On Wed, 07 Dec 2011 10:01:06 -0700
Moe Jette <[email protected]> wrote:
> Hi Yiri,
>
> The requeued job keeps the same job ID, name, priority, qos, etc. The
> requeued job submit time is reset to the current time, so you will see
> two records in the accounting logs for that job ID with different
> submit times.

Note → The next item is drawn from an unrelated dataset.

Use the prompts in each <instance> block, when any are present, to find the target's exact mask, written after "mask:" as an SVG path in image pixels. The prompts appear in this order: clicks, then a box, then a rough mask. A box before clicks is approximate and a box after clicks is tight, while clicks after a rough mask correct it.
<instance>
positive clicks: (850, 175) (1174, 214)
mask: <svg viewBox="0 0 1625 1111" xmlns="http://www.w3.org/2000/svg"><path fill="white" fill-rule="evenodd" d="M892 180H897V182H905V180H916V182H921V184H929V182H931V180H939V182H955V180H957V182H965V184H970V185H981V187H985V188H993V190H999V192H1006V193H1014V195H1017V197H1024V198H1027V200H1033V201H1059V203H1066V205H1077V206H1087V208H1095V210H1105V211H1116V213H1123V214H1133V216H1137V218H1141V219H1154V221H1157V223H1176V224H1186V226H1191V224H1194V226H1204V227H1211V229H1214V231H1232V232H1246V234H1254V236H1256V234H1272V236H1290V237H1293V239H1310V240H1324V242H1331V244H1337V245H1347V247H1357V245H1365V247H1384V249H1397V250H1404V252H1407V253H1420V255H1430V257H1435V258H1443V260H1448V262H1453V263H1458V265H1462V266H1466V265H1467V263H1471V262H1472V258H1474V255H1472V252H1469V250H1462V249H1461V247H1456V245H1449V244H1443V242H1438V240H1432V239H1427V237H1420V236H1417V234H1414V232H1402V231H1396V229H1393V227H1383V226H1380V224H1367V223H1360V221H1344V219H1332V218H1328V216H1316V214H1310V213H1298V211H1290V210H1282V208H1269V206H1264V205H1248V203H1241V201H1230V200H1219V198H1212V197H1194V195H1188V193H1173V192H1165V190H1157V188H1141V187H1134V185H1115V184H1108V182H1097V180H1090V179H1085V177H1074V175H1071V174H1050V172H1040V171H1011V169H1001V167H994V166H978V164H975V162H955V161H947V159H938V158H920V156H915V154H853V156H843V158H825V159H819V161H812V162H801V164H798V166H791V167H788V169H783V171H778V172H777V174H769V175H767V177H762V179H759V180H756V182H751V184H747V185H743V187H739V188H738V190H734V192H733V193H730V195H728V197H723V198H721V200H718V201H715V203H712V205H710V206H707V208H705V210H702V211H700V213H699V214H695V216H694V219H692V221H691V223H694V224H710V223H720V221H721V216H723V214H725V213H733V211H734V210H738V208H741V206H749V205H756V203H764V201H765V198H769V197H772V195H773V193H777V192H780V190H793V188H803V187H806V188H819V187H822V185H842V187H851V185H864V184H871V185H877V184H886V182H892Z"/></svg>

The job also has an environment variable set for it,
> SLURM_RESTART_COUNT.
There seems to be some bugs in the rescheduling (at least in my 2.4 test
installation):
This is what I got when one of the nodes crashed:
# sacct --duplicates -S2011-12-06T10:00:00 -o jobid,jobname,state,node,start -j
34458,34459
JobID JobName State NodeList Start
------------ ---------- ---------- --------------- -------------------
34459 MER_20892 NODE_FAIL abz07gm 2011-12-06T20:57:46
34459 MER_20892 NODE_FAIL abz03gm 2011-12-06T22:02:10
34458 MER_20892 NODE_FAIL abz07gm 2011-12-06T20:57:46
34458 MER_20892 NODE_FAIL abz03gm 2011-12-06T22:01:42
34458 MER_20892 COMPLETED abz03gm 2011-12-06T22:03:07
34459 MER_20892 NODE_FAIL abz03gm 2011-12-06T22:03:50
Notice how job 34459 was immediately rescheduled on "abz03gm" at 22:02, to fail
*again* with NODE_FAIL (but of course this isn't true, the node didn't fail
really), to be rescheduled the third time on the same node "abz03gm" and fail
again.
Meanwhile, job 34458 was scheduled on abz03gm, to fail immediately the first
time, to be rescheduled just one second afterwards on the same node and succeed.
I have 32 instances of that happening. It seems that the first requeuing is
always happening on the first node of the partition (abz03gm), and it always
fails. The second requeuing (on the same node) sometimes works, sometimes
doesn't, but no more than 3 attempts are ever performed.